Joint SPX/VIX Calibration as Linear Optimization over Signature Coefficients

The paper builds signature-based market models in which the SPX dynamics are polynomial in the signature of a primary process, and shows that the notoriously hard joint SPX/VIX smile calibration can be cast as optimization over signature coefficients, with the VIX computed in closed form as a signature functional. We read it as a constructive route to the joint-calibration 'holy grail' that stays linear-algebraic rather than relying on a bespoke SDE.

S_t is expressed via ⟨ℓ, 𝕊(X)_{0,t}⟩, with VIX² obtained as a conditional signature functional; calibration minimizes smile error over the linear coefficients ℓ subject to martingale constraints.

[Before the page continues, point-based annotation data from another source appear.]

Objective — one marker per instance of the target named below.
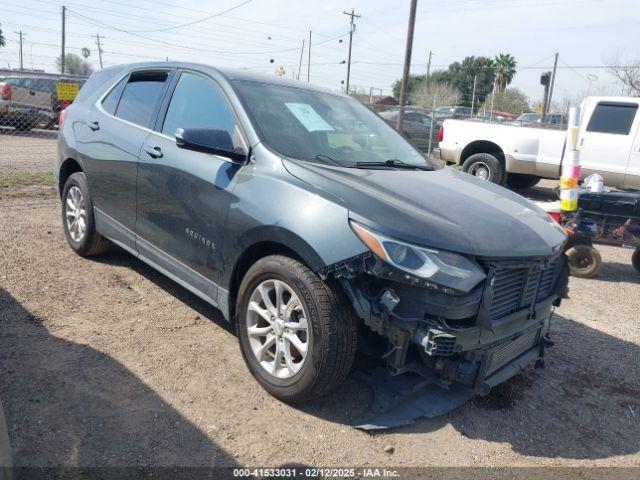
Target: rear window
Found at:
(110, 102)
(613, 118)
(140, 96)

The appeal is that expressivity comes from the signature basis while the calibration objective stays tractable. It reframes joint calibration from 'find the right model' to 'find the right linear functional on a universal basis'.

Offers the desk a single, auditable representation in which SPX and VIX information are calibrated jointly rather than reconciled after the fact — relevant whenever a memo touches index volatility and its volatility-of-volatility.

Signature truncation and the dimensionality of the coefficient vector govern both expressivity and overfit risk; out-of-sample stability of the calibrated functional is the open question.